The list virtualizes via @tanstack/react-virtual — 10k rows scroll at 60fps.

Kind badges

  • h1 — HTTP/1.1 over TLS or cleartext.
  • h2 — HTTP/2 over TLS (ALPN-negotiated).
  • ws — WebSocket (h1 Upgrade handshake + bidirectional frames).
  • grpc — gRPC over h2 (content-type starts with application/grpc).
  • — flow started but kind not yet determined (rare).

Filtering

The filter box above the list does case-insensitive substring matching against:

  • Host
  • Path
  • Method

Rich filter UI (status class, method checkboxes, host sidebar) ships in P02.5.

Detail pane

Clicking a row opens a 3-tab detail (4-tab for gRPC):

  • Overview — method, full URL, status, kind, sizes, duration, error if any.
  • Request — headers + decompressed body.
  • Response — headers + decompressed body.
  • gRPC (when applicable) — envelopes + heuristic protobuf field tree.

Bodies up to 64KiB ship inline.
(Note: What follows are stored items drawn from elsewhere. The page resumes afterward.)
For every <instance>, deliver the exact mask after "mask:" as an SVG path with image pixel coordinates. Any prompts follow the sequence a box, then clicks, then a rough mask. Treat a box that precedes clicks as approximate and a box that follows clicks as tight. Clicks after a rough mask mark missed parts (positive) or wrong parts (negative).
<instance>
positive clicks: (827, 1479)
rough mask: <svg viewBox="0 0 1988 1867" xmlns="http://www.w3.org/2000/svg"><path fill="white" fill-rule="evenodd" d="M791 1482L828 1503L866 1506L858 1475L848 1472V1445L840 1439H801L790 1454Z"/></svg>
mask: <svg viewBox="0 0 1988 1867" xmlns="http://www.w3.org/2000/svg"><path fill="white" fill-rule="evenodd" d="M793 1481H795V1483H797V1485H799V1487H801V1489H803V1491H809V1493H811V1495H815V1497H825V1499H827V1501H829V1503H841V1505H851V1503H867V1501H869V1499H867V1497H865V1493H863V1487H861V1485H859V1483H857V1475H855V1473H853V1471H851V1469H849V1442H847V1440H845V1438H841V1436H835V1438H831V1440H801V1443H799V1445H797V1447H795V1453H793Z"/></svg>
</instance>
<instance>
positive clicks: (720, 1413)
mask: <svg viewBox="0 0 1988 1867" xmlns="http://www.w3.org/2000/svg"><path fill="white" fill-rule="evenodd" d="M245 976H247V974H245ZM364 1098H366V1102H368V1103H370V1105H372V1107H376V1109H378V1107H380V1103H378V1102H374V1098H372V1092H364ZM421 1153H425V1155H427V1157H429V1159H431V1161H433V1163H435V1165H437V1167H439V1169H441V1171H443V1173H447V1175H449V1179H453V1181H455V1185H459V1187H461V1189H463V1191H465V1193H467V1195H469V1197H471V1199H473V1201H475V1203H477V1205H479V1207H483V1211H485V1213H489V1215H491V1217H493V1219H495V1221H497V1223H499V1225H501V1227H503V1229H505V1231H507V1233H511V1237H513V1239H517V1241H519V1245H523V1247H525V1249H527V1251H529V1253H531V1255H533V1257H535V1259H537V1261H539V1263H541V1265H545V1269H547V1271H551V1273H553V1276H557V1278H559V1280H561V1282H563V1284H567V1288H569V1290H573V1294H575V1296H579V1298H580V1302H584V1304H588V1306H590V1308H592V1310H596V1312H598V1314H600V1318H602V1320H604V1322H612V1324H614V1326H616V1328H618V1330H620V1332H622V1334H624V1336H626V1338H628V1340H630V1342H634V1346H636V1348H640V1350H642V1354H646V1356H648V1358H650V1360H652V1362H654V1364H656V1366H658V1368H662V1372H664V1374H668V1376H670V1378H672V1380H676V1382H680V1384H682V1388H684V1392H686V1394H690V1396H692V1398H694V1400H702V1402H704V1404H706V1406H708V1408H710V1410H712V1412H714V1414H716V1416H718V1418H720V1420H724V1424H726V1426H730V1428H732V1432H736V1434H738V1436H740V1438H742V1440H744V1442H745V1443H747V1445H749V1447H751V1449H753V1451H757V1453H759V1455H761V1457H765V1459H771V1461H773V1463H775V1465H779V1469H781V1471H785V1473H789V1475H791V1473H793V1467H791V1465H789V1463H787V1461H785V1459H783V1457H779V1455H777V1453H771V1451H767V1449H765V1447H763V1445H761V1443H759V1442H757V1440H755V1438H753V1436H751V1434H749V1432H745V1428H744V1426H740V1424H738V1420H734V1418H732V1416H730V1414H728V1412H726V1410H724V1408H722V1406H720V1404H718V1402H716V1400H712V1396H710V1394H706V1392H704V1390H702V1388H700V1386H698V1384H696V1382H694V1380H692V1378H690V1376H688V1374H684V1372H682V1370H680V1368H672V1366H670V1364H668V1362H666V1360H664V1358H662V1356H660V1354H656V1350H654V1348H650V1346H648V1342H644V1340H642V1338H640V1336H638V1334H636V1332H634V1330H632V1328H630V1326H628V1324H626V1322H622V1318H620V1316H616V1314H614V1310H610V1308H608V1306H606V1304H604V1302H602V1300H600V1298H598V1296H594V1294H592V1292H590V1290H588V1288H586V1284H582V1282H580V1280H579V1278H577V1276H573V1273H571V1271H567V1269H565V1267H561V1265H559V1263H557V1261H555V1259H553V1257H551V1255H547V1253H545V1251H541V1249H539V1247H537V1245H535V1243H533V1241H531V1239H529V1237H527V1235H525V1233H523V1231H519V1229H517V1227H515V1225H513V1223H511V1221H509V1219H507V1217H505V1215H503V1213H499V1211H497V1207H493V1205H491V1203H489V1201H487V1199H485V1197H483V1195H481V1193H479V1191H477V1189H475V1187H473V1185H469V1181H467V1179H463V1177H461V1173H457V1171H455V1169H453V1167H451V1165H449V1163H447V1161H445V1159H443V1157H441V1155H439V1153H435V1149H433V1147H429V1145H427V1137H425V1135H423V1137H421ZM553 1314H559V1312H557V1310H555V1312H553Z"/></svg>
Larger bodies require an explicit GetBody IPC call — currently not wired into the UI; you’ll see a “large body, X bytes” placeholder. P02.5 wires the fetch.

Live updates

The renderer batches capture events at 30fps. Under sustained load you’ll see groups of rows flick in together rather than one-by-one — that’s the batching working as designed.

Body decoding

  • Content-Encoding: gzip → engine decompresses before storage.
  • Content-Encoding: br / zstd → passes through unchanged (decoding in P02.5).
  • gRPC grpc-encoding: gzip → renderer decompresses via DecompressionStream per message.

Clear

The Clear button drops the local renderer state. The engine’s ring buffer keeps the events; restarting the subscription replays them.